RoboDoc

Monitoring UK government websites for their use of open and proprietary document formats.

Introduction

In 2014 the UK government announced that open standards would be used for sharing government documents.

Unfortunately, not all files on UK government websites are published in an open format yet, some are still published in a proprietary format. The RoboDoc project focuses on editable documents that should be in the open format called ODF. It aims to crawl the UK government websites and make a list of editable documents and record whether they are in an open or proprietary format. Files in the ODF format end in odt, ods or odp. Files in a proprietary format commonly end in doc, docx, xls and xlsx.

News

2018-03-25
I'm still plugging away at getting https://www.gov.uk/government/uploads/system/uploads/attachment_data/file/686899/Country_returns_guide_-_March_2018.xls published in ODF. Here's my latest tweet:
@ukhomeoffice The spreadsheet on https://www.gov.uk/government/publications/country-returns-guide is in a proprietary format. Can you publish it in an open format instead please? Thanks! https://tlocke.github.io/robodoc/
I thought it would be good to thank people when they had published docs in an open format, rather than complaining all the time, so I tweeted this:
@ukhomeoffice @gdsteam Thanks for publishing the spreadsheet at https://www.gov.uk/government/publications/home-office-august-2017 in an open format! https://tlocke.github.io/robodoc/
2018-03-23

I did another run on 17th March, and the results are available for download. This time it looked at 80,000 pages and it showed that 21% of documents are in an open format. Here's a graph of the results broken down by year of publication:

2018-03-17

The latest run of the RoboDoc crawler tells us that of the documents published in 2018, only 12% were in an open format. Now that we've got some reasonable data, the next question is how to use it to increase that percentage. I tweeted about this, and here's the conversation:

@OpenForumEurope only 14% of editable docs on http://www.gov.uk are in an open format https://tlocke.github.io/robodoc/ not sure where to go from here


Maël Brunet @MaelB
Mar 6
Replying to @t_locke @OpenForumEurope

Cool project ! We did something a while ago at EU level http://fixmydocuments.eu/ the figures we found were even lower than yours in the UK.


Maël Brunet
@MaelB
Mar 6

Also unsure what can be done to improve. We tried a bit of name & shame + contacting the relevant services but there's just so many documents out there. Unfortunately I think this is seen as a very low priority.

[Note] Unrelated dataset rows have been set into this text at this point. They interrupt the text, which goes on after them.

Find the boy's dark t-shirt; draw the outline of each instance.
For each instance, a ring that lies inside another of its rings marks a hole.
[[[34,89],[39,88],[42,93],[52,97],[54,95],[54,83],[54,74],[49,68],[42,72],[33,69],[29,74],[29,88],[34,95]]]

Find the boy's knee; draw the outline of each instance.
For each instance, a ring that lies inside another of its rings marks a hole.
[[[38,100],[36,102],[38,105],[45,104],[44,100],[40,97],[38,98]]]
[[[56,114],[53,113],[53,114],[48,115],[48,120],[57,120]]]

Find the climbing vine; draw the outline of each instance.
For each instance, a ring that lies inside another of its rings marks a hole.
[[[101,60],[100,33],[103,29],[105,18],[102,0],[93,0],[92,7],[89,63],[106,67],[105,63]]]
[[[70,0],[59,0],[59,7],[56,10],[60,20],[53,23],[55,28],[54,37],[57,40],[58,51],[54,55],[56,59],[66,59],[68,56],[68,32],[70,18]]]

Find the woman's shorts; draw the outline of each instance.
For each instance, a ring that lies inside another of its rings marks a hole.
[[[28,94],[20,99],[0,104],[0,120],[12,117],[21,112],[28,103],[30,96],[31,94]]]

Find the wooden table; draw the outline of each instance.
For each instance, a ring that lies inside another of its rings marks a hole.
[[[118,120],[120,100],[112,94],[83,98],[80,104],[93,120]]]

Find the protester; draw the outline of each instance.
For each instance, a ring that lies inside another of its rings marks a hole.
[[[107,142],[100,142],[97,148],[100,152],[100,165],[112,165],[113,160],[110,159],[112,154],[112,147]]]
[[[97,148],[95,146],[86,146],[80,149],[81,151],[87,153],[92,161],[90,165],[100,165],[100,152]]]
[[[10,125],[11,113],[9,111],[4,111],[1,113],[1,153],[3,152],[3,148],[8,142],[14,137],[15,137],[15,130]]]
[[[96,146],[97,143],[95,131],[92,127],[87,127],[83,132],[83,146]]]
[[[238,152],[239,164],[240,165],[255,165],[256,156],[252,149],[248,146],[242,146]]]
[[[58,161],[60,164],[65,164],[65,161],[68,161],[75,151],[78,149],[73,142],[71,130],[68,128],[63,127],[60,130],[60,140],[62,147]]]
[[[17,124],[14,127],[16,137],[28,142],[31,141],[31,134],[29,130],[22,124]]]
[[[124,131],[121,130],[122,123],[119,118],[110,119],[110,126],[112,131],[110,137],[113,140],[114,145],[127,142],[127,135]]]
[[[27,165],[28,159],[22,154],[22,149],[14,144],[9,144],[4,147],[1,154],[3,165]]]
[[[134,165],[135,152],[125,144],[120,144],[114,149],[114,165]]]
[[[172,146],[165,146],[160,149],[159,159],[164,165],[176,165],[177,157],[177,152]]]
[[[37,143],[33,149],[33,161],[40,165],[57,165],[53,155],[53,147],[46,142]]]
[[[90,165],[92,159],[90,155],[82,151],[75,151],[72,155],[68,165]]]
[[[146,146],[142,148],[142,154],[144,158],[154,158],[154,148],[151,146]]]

So, I've decided to pick a document that was published in a proprietary in 2018: https://www.gov.uk/government/uploads/system/uploads/attachment_data/file/686899/Country_returns_guide_-_March_2018.xls and contact the government about that single document. On the page that links to this document, there's a link called 'Is there anything wrong with this page?'. Clicking on the link reveals a form with two fields. Here's what I submitted:

What were you doing?
Clicking on the link https://www.gov.uk/government/publications/country-returns-guide on the page https://www.gov.uk/government/publications/country-returns-guide.
What went wrong
The spreadsheet is in a proprietary format, but as I understand it, government policy is to publish spreadsheets in the open format ODF:

https://www.gov.uk/government/news/open-document-formats-selected-to-meet-user-needs

Thanks for your help,

Tony Locke
tlocke@tlocke.org.uk

I'll post an update if I get a reply.

Data

results_2018-03-17.ods
The run was performed on 80,000 pages of http://www.gov.uk/. It found 3,875 editable documents, only 21% of which are in an open format.
results_2018-02-27.ods
The run was performed on 40,000 pages of http://www.gov.uk/. It found 332 editable documents, only 14% of which are in an open format. Breaking it down by year of publication gives the following:
2012 2013 2014 2015 2016 2017 2018
0% 0% 2% 10% 12% 28% 12%
problems_2018-02-19.csv
The run was performed on 20,000 pages of http://www.gov.uk/. It lists 2342 files on the site that end in either .xls, .xlsx, .doc or .docx. The titles of the CSV are:
problems_2018-02-18.csv
The run was performed on 10,000 pages of http://www.gov.uk/. It lists all files on the site that end in either .xls, .xlsx, .doc or .docx. The titles of the CSV are:

The spreadsheets are licensed under a Creative Commons Attribution 4.0 International License.

Why Open Standards?

If a document is written in an open format, anyone can freely write editing and viewing software for the format. This means that users aren't beholden to a single vendor of software. In contrast, if a document is written in a proprietary format, then the user can be locked-in to using software from a single vendor.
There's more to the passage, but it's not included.